From: Mathieu Desnoyers <mathieu.desnoyers@polymtl.ca>
To: Josh Triplett <josh@joshtriplett.org>
Cc: linux-kernel@vger.kernel.org,
"Paul E. McKenney" <paulmck@linux.vnet.ibm.com>,
Ingo Molnar <mingo@elte.hu>,
akpm@linux-foundation.org, tglx@linutronix.de,
peterz@infradead.org, rostedt@goodmis.org,
Valdis.Kletnieks@vt.edu, dhowells@redhat.com,
laijs@cn.fujitsu.com, dipankar@in.ibm.com
Subject: Re: [RFC PATCH] introduce sys_membarrier(): process-wide memory barrier
Date: Thu, 7 Jan 2010 12:45:05 -0500 [thread overview]
Message-ID: <20100107174505.GA9612@Krystal> (raw)

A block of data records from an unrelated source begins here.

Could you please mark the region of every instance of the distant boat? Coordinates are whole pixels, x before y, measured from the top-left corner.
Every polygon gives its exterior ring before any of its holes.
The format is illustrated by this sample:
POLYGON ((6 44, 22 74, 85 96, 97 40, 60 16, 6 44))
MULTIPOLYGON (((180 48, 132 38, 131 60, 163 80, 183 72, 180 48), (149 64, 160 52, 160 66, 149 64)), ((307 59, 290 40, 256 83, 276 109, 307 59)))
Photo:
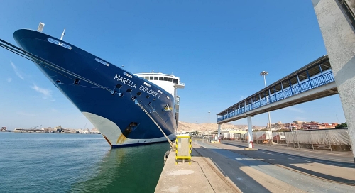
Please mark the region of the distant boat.
POLYGON ((35 62, 111 147, 175 139, 177 89, 185 87, 179 77, 132 74, 39 31, 21 29, 13 37, 24 50, 51 64, 35 62))

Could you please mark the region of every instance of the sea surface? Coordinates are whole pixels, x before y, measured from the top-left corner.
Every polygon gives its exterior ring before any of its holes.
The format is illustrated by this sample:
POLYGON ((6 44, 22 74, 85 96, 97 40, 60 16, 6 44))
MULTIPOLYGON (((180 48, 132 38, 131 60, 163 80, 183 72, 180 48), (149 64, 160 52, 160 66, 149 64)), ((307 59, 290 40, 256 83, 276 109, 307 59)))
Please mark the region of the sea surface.
POLYGON ((169 150, 111 149, 95 134, 0 132, 0 192, 154 192, 169 150))

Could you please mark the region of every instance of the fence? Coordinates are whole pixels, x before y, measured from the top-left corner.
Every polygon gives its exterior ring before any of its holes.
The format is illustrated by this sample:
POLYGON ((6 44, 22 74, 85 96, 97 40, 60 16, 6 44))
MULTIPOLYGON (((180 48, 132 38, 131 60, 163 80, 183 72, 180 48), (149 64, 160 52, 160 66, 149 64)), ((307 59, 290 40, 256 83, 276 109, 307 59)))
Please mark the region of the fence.
MULTIPOLYGON (((285 132, 253 132, 254 144, 284 145, 295 148, 350 151, 351 145, 347 128, 302 130, 285 132)), ((248 141, 248 133, 221 133, 222 140, 248 141)), ((213 140, 213 139, 212 139, 213 140)))

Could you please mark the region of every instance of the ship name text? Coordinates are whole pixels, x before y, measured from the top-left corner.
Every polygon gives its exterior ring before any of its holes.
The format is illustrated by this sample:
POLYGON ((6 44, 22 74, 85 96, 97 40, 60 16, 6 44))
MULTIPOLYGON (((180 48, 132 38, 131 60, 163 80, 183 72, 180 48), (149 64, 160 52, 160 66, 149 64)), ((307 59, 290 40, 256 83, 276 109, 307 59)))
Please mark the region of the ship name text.
MULTIPOLYGON (((148 87, 146 87, 143 85, 141 85, 141 87, 139 87, 139 90, 145 92, 150 94, 154 96, 156 96, 158 95, 158 92, 149 89, 148 87)), ((159 94, 159 97, 160 97, 160 94, 159 94)))
POLYGON ((131 81, 131 79, 129 79, 125 78, 125 77, 121 77, 120 75, 117 75, 117 74, 116 74, 116 76, 114 76, 114 79, 117 79, 117 81, 119 81, 126 85, 129 85, 129 87, 131 87, 132 88, 136 89, 136 87, 137 87, 137 83, 134 83, 134 82, 131 81))

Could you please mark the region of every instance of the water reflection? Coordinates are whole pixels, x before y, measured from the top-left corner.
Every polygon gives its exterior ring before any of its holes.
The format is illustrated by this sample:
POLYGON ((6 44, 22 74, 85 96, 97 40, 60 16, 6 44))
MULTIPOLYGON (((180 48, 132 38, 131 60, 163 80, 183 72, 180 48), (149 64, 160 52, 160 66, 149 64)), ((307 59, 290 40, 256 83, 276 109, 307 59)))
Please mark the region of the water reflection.
MULTIPOLYGON (((98 165, 94 177, 72 184, 75 192, 154 192, 169 143, 111 149, 98 165)), ((89 168, 88 168, 89 169, 89 168)), ((90 169, 89 169, 90 170, 90 169)))

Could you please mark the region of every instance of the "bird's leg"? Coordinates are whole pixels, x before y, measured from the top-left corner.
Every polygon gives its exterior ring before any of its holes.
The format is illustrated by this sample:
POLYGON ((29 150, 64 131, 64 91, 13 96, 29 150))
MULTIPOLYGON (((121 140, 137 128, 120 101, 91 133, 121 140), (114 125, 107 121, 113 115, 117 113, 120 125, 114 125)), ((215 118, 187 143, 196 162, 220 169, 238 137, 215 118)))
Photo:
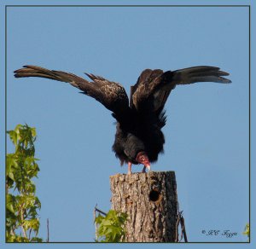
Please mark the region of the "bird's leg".
POLYGON ((128 162, 128 175, 131 174, 131 162, 128 162))

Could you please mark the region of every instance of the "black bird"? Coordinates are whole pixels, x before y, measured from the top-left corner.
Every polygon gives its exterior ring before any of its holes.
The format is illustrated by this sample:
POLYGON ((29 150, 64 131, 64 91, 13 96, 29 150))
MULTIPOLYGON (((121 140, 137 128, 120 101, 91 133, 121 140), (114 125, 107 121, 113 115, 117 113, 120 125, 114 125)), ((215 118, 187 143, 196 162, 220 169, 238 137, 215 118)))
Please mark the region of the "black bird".
POLYGON ((171 91, 178 84, 195 82, 231 83, 222 76, 229 73, 219 67, 199 66, 176 71, 146 69, 137 84, 131 87, 130 105, 127 94, 121 84, 85 73, 90 82, 73 73, 48 70, 37 66, 24 66, 15 71, 15 77, 41 77, 67 82, 95 98, 110 110, 117 120, 113 150, 121 165, 143 164, 143 172, 150 171, 150 163, 155 162, 163 152, 165 136, 161 128, 166 125, 164 107, 171 91))

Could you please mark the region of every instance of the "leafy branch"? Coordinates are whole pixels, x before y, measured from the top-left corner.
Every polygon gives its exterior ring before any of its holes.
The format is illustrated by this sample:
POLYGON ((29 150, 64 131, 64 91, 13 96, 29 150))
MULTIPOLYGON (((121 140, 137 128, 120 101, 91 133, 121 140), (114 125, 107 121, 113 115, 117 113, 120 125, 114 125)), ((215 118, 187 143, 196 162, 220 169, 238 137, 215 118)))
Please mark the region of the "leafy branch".
MULTIPOLYGON (((99 211, 99 210, 97 210, 99 211)), ((110 210, 106 216, 100 211, 95 218, 96 224, 96 242, 124 242, 125 237, 125 223, 127 214, 110 210)))
POLYGON ((36 129, 18 124, 7 133, 15 150, 6 156, 6 241, 41 242, 37 237, 41 203, 32 181, 39 171, 34 157, 36 129))

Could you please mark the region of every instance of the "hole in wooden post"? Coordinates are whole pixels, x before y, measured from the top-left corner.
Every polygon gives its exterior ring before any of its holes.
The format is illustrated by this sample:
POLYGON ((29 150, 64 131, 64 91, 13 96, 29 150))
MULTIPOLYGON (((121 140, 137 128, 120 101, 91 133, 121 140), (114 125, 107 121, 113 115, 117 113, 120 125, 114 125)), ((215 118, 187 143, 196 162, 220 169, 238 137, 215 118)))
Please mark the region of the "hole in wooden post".
POLYGON ((160 196, 160 194, 159 193, 159 191, 153 189, 150 191, 149 193, 149 200, 152 201, 157 201, 159 200, 160 196))

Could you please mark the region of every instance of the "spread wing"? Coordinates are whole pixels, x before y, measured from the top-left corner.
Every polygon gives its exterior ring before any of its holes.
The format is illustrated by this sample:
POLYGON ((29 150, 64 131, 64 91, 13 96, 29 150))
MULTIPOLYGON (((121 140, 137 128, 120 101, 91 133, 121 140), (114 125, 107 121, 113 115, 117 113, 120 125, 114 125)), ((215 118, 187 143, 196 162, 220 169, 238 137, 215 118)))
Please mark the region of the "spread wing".
POLYGON ((177 71, 144 70, 131 90, 130 107, 140 113, 158 112, 163 110, 165 103, 177 84, 188 84, 195 82, 231 83, 222 76, 229 73, 219 67, 199 66, 177 71))
POLYGON ((121 114, 129 108, 129 100, 125 89, 118 83, 110 82, 106 78, 85 73, 92 82, 73 73, 61 71, 49 70, 37 66, 24 66, 15 71, 15 77, 40 77, 67 82, 82 90, 82 93, 95 98, 106 108, 115 114, 121 114))

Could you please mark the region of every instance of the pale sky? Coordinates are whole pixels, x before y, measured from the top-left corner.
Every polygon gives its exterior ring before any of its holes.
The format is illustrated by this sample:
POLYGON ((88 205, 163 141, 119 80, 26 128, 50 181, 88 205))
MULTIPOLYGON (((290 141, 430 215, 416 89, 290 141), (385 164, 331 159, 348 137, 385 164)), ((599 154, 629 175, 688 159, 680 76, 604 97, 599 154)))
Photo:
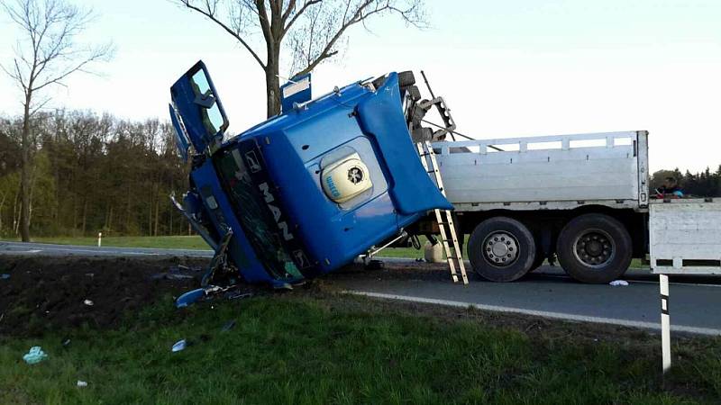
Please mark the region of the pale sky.
MULTIPOLYGON (((103 76, 57 88, 52 107, 165 120, 170 85, 202 58, 231 130, 265 119, 260 67, 200 15, 167 0, 75 3, 98 14, 79 40, 113 40, 117 51, 97 67, 103 76)), ((426 10, 427 30, 397 18, 351 30, 342 58, 314 72, 315 95, 424 69, 474 138, 646 130, 652 170, 721 164, 721 1, 426 0, 426 10)), ((0 27, 7 64, 16 32, 5 15, 0 27)), ((6 76, 0 94, 0 113, 21 112, 6 76)))

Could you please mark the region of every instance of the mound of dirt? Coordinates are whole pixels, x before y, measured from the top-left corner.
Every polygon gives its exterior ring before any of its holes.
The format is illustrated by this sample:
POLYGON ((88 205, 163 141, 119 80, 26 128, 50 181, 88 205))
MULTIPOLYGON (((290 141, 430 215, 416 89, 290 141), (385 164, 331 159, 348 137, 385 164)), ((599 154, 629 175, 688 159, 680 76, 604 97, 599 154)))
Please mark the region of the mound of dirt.
POLYGON ((165 294, 199 286, 208 259, 0 257, 0 335, 117 324, 165 294))

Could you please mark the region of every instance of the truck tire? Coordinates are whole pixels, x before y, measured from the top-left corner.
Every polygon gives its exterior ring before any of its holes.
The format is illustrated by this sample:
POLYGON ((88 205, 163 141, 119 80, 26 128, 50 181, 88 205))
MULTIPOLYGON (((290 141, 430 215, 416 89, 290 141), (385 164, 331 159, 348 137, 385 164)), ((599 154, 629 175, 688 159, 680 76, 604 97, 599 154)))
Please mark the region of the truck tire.
POLYGON ((489 218, 479 223, 468 241, 473 270, 494 282, 523 277, 535 259, 535 241, 528 228, 507 217, 489 218))
POLYGON ((559 264, 581 283, 608 283, 625 273, 633 244, 625 227, 608 215, 590 213, 571 220, 556 246, 559 264))

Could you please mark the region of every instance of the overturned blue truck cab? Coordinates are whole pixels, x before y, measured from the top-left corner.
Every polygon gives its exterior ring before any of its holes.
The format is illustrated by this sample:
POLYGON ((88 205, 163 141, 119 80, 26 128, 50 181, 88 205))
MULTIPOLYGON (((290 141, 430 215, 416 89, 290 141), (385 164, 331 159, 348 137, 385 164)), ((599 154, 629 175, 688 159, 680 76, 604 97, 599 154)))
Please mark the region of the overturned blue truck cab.
POLYGON ((192 168, 176 205, 215 251, 204 284, 292 284, 452 209, 419 160, 402 92, 390 73, 311 100, 303 77, 281 89, 282 113, 224 140, 205 66, 183 75, 170 116, 192 168))

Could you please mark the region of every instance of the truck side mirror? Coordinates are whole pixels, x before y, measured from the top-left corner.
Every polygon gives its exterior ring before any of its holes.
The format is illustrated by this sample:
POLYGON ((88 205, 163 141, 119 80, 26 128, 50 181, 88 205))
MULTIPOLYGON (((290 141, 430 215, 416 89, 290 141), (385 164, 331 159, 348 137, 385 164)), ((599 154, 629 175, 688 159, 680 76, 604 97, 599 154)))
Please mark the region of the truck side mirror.
POLYGON ((196 152, 223 140, 228 118, 203 61, 178 79, 170 94, 196 152))

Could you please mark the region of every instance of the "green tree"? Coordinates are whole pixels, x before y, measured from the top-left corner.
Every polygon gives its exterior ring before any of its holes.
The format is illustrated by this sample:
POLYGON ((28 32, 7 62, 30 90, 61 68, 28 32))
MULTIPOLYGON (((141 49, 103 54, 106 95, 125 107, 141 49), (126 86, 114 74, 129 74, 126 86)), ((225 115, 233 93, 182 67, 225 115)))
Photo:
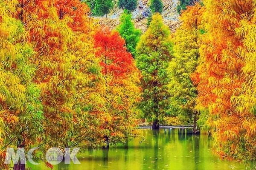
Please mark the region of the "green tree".
POLYGON ((171 58, 170 30, 156 14, 136 48, 137 66, 143 76, 143 101, 140 107, 145 116, 159 128, 169 105, 167 68, 171 58))
POLYGON ((120 20, 121 24, 116 29, 121 37, 125 40, 128 51, 134 57, 136 54, 136 46, 140 40, 141 31, 135 28, 131 21, 131 14, 125 10, 121 15, 120 20))
POLYGON ((197 122, 200 112, 195 108, 198 92, 190 75, 195 71, 200 57, 204 11, 198 3, 188 7, 181 15, 183 24, 174 35, 173 58, 169 68, 170 111, 177 114, 183 123, 193 125, 194 133, 198 131, 197 122))
POLYGON ((97 16, 102 16, 106 15, 106 17, 107 18, 107 14, 109 13, 109 11, 113 8, 113 0, 96 0, 94 13, 97 16))
POLYGON ((95 8, 96 0, 81 0, 81 2, 86 3, 90 9, 91 12, 93 13, 95 8))
POLYGON ((137 0, 119 0, 118 7, 129 11, 134 11, 137 8, 137 0))
POLYGON ((150 9, 152 13, 158 12, 161 14, 163 12, 163 5, 161 0, 151 0, 150 9))

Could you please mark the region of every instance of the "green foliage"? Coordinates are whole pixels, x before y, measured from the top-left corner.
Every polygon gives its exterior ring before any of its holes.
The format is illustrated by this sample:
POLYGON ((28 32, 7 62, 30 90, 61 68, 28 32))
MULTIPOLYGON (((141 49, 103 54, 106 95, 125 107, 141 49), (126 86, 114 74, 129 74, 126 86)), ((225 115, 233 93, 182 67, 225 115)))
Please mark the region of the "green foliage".
POLYGON ((113 0, 96 0, 94 14, 96 16, 102 16, 109 13, 109 11, 113 7, 113 0))
POLYGON ((129 11, 134 11, 137 7, 137 0, 119 0, 118 7, 129 11))
POLYGON ((121 37, 125 40, 128 51, 133 57, 135 55, 136 47, 140 40, 141 31, 136 29, 131 20, 131 14, 125 10, 120 17, 121 24, 116 28, 121 37))
POLYGON ((180 20, 183 24, 174 34, 173 58, 169 68, 172 106, 170 111, 181 117, 184 123, 194 124, 194 132, 197 130, 199 112, 195 108, 196 86, 190 76, 195 71, 200 57, 201 31, 203 28, 201 21, 204 10, 197 4, 182 14, 180 20))
POLYGON ((161 15, 152 17, 149 27, 136 48, 137 66, 143 78, 143 101, 140 107, 151 121, 163 121, 169 106, 167 68, 171 58, 170 30, 161 15))
POLYGON ((161 14, 163 12, 163 5, 161 0, 151 0, 150 9, 152 13, 158 12, 161 14))

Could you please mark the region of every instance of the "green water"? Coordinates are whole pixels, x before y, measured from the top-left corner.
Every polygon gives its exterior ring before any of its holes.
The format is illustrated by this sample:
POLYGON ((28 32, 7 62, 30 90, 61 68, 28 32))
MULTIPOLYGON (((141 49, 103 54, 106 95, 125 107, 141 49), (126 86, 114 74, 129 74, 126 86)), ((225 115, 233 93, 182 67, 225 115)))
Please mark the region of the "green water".
MULTIPOLYGON (((146 142, 129 142, 128 148, 112 146, 109 150, 87 150, 77 155, 81 164, 54 166, 54 170, 245 170, 235 162, 219 160, 212 155, 212 144, 207 135, 185 135, 178 129, 159 131, 141 130, 146 142)), ((28 164, 32 170, 45 170, 44 163, 28 164)))

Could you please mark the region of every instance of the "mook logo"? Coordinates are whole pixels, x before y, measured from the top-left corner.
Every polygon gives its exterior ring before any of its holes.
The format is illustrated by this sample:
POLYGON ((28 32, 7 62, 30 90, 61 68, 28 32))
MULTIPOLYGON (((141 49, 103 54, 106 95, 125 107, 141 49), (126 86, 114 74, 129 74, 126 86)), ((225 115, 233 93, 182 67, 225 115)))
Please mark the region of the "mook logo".
MULTIPOLYGON (((39 147, 33 147, 27 153, 27 158, 28 161, 34 165, 39 165, 40 164, 35 162, 33 160, 33 152, 39 147)), ((59 148, 52 147, 49 149, 45 155, 45 159, 47 161, 52 165, 59 164, 64 159, 65 164, 70 164, 72 160, 75 164, 80 164, 80 163, 76 158, 76 155, 79 151, 80 148, 74 148, 72 152, 70 148, 65 148, 64 153, 63 153, 59 148)), ((5 157, 5 164, 11 164, 12 160, 14 164, 18 163, 19 160, 21 164, 26 164, 26 159, 25 155, 25 150, 23 148, 18 148, 16 153, 15 153, 13 148, 6 149, 6 155, 5 157)))

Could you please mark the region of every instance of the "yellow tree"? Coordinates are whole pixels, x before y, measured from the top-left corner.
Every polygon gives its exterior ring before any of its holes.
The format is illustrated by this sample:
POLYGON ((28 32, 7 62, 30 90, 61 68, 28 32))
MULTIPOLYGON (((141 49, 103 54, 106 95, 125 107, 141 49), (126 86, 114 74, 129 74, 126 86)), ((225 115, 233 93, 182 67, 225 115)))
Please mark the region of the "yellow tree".
POLYGON ((154 129, 159 128, 169 106, 167 68, 171 58, 170 38, 169 28, 156 13, 136 48, 137 66, 142 74, 143 100, 140 107, 153 122, 154 129))
POLYGON ((100 72, 91 50, 87 6, 78 0, 50 1, 20 0, 16 16, 24 23, 26 37, 36 52, 31 61, 36 66, 33 81, 41 89, 46 117, 47 139, 42 143, 74 147, 93 134, 94 126, 88 126, 87 115, 100 111, 100 72))
POLYGON ((248 156, 255 158, 255 136, 251 136, 255 133, 248 133, 244 128, 248 128, 248 120, 251 123, 255 118, 246 111, 244 105, 238 105, 233 99, 240 98, 241 88, 246 80, 242 69, 245 60, 242 50, 244 41, 242 37, 238 36, 244 32, 237 30, 240 30, 244 20, 252 19, 250 16, 254 12, 253 2, 204 2, 206 33, 200 49, 200 63, 193 76, 198 85, 198 108, 209 109, 207 123, 221 156, 244 159, 248 156), (252 142, 254 143, 253 147, 252 142))
POLYGON ((188 7, 182 13, 182 25, 173 38, 173 58, 169 66, 170 111, 185 123, 193 125, 198 132, 197 121, 200 112, 195 108, 198 92, 190 75, 195 72, 200 57, 199 49, 203 28, 201 22, 204 8, 199 3, 188 7))
MULTIPOLYGON (((0 2, 0 169, 7 147, 29 148, 44 139, 40 91, 32 82, 35 54, 24 40, 23 24, 14 18, 16 1, 0 2), (2 152, 3 151, 3 152, 2 152)), ((9 156, 8 155, 8 156, 9 156)), ((25 170, 20 160, 14 169, 25 170)))
POLYGON ((236 29, 236 35, 242 40, 243 46, 239 51, 244 62, 242 76, 244 82, 241 88, 236 89, 235 96, 231 98, 236 105, 236 111, 240 115, 239 124, 239 144, 233 152, 237 156, 247 159, 256 159, 256 4, 248 1, 247 13, 240 21, 236 29))

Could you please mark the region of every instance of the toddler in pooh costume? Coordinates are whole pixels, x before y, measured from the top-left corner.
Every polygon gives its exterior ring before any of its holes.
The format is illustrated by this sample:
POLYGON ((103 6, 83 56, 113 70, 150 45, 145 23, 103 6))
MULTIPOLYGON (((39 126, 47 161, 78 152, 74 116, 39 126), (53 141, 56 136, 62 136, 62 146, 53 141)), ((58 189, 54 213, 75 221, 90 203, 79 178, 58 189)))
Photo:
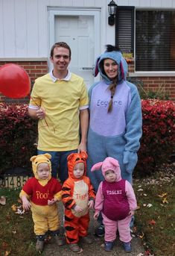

In-Reply-To: <20100107063207.GA12939@feather>
* Josh Triplett (josh@joshtriplett.org) wrote:
> On Thu, Jan 07, 2010 at 01:04:39AM -0500, Mathieu Desnoyers wrote:
[...]
> > Just tried it with a 10,000,000 iterations loop.
> >
> > The thread doing the system call loop takes 2.0% of user time, 98% of
> > system time. All other cpus are nearly 100.0% idle. Just to give a bit
> > more info about my test setup, I also have a thread sitting on a CPU
> > busy-waiting for the loop to complete. This thread takes 97.7% user
> > time (but it really is just there to make sure we are indeed doing the
> > IPIs, not skipping it through the thread_group_empty(current) test). If
> > I remove this thread, the execution time of the test program shrinks
> > from 32 seconds down to 1.9 seconds. So yes, the IPI is actually
> > executed in the first place, because removing the extra thread
> > accelerates the loop tremendously. I used a 8-core Xeon to test.
>
> Do you know if the kernel properly measures the overhead of IPIs? The
> CPUs might have only looked idle. What about running some kind of
> CPU-bound benchmark on the other CPUs and testing the completion time
> with and without the process running the membarrier loop?
Good point. Just tried with a cache-hot kernel compilation using 6/8 CPUs.
Normally: real 2m41.852s
With the sys_membarrier+1 busy-looping thread running: real 5m41.830s
So... the unrelated processes become 2x slower. That hurts.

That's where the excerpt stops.